The organizations that succeed here treat data as a program, not a one-time collection. They invest in:
- Scenario libraries that evolve with threat intel
- Red-teaming to generate adversarial conditions (spoofing, deception, GPS denial)
- Continuous evaluation against mission outcomes (missed threats, false engagements, time-to-decision)
2) Explainability that’s tactical, not academic
“Explainable AI” often turns into unreadable charts. In an air defense operations center, explainability has to be:
- Fast: readable in seconds
- Operational: tied to constraints and consequences
- Comparative: “Option A vs. Option B” tradeoffs
A practical standard: an operator should be able to repeat the AI’s rationale out loud to a commander without sounding like they’re reading a math textbook.
3) Cyber resilience and model integrity
If an adversary can manipulate inputs, poison data, or degrade sensors, AI can become a liability. AI-enabled fire control has to assume:
- Inputs are contested
- Sensors are degraded
- Communications are intermittent
- The enemy will attempt deception
So “AI readiness” includes:
- Model monitoring (drift, anomalies, confidence collapse)
- Provenance tracking for key data feeds
- Secure update pipelines and configuration control
- Degraded-mode behavior (what the system does when it’s unsure)
4) Integration with existing command-and-control systems
A lot of AI prototypes fail for a boring reason: they can’t plug into real workflows. To support minimal manning, AI must integrate with:
- Sensor networks and track management
- Fire control systems
- C2 systems and mission planning tools
- Logging, after-action review, and compliance needs
This is also where procurement reality shows up. If deployment requires ripping out legacy systems, the timeline balloons.

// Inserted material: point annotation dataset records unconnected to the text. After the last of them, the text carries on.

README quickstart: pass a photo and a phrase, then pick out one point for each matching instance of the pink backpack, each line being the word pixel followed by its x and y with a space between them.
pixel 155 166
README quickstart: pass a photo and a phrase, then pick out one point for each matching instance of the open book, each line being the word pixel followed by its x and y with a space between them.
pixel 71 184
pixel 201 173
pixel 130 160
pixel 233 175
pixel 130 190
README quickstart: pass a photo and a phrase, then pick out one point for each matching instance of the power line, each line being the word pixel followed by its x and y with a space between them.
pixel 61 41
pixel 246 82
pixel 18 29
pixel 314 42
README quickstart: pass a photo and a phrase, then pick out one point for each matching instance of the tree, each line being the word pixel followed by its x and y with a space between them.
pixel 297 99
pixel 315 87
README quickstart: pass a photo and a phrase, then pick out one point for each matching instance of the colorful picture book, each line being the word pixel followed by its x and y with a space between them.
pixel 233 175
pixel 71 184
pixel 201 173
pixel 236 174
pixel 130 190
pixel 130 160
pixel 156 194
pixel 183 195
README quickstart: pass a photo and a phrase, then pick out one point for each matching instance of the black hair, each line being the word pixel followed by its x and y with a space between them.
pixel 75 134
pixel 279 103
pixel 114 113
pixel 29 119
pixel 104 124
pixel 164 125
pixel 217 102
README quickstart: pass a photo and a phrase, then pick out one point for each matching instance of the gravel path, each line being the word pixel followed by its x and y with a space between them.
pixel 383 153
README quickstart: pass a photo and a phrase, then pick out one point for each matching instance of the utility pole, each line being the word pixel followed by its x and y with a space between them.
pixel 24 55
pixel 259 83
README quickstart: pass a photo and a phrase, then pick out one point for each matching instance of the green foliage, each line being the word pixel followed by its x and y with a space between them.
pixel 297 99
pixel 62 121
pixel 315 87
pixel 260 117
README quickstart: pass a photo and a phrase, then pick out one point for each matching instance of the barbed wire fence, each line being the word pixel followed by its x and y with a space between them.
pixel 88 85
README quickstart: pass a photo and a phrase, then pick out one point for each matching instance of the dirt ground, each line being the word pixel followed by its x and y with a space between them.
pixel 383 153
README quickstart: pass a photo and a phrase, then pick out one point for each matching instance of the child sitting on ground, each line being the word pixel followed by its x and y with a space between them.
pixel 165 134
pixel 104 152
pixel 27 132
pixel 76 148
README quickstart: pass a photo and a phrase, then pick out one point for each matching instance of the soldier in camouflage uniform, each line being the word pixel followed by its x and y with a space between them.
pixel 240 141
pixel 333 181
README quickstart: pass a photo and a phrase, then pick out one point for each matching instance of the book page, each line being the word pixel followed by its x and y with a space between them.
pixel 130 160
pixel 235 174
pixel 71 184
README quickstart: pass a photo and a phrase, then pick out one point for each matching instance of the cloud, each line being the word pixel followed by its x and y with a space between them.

What this means for defense leaders and industry right now
The Army’s direction points to a near-term market and operational reality: AI is being treated as a staffing and speed solution for mission execution, not just intelligence analysis.
A practical “fieldable AI” checklist
If you’re evaluating vendors or building in this space, use a checklist that reflects operational truth:
- Can it operate at the edge with limited connectivity and compute?

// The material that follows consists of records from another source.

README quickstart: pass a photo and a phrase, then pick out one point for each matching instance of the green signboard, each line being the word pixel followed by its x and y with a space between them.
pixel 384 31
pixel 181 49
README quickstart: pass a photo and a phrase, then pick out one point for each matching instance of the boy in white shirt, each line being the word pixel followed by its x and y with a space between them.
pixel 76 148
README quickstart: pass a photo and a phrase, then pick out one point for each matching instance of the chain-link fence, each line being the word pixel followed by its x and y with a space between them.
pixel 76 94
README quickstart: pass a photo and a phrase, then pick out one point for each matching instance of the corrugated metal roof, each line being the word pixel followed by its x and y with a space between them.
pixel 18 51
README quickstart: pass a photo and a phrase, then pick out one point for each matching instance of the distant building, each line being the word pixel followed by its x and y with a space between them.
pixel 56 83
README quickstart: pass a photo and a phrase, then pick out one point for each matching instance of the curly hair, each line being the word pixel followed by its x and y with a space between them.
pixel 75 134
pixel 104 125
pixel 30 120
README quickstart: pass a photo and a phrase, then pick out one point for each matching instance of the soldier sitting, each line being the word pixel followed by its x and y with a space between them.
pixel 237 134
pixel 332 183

- Does it provide confidence and rationale for every recommendation?
- Can it handle contested inputs (jamming, spoofing, deception)?

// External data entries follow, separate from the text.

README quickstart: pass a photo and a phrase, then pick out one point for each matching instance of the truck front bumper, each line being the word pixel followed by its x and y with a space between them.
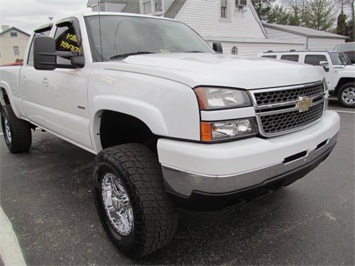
pixel 229 173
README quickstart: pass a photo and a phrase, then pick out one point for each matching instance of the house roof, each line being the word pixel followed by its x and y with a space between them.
pixel 132 6
pixel 174 8
pixel 303 31
pixel 94 2
pixel 14 29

- Does it reduce workload measurably (fewer screens, fewer manual steps, shorter handoffs)?
- Can it be tested in realistic scenarios and show repeatable performance?
- Does it integrate with existing C2 and fire control pathways?
Minimal manning only happens when these are “yes,” not “roadmap.”
Where I’d place bets for 2026 procurement cycles
Given where the technology and doctrine are heading, the most fundable/fieldable areas tend to be:
- Decision-support overlays that prioritize threats and propose weapon-target pairing
- Automated track correlation and anomaly detection to stabilize the common operating picture
- Crew workload reduction tooling (summaries, alerts that are actually useful, shift handoff briefs)
- Simulation-driven evaluation for AI behavior under stress
Fully autonomous engagement is a longer path. But AI that helps a crew fight faster and with fewer people? That’s already on the table.
The bigger series takeaway: AI as a force multiplier, not a replacement
AI in Defense & National Security often gets framed as robots replacing humans. The Army’s artillery and air defense push is a more mature framing: AI as a force multiplier that reduces cognitive load and compresses time-to-decision.
That’s a healthier goal—and it’s harder than it sounds. It requires engineering discipline, test rigor, and human-centered design, because the mission environment is messy and the adversary is adaptive.
If your organization is exploring AI for mission planning, surveillance fusion, or autonomous systems, this is a good moment to get specific: where can AI remove a real bottleneck in your operations center without creating a new kind of risk?
The next year of progress won’t be judged by demos. It’ll be judged by whether a smaller crew can fight longer, faster, and more safely—while staying in control.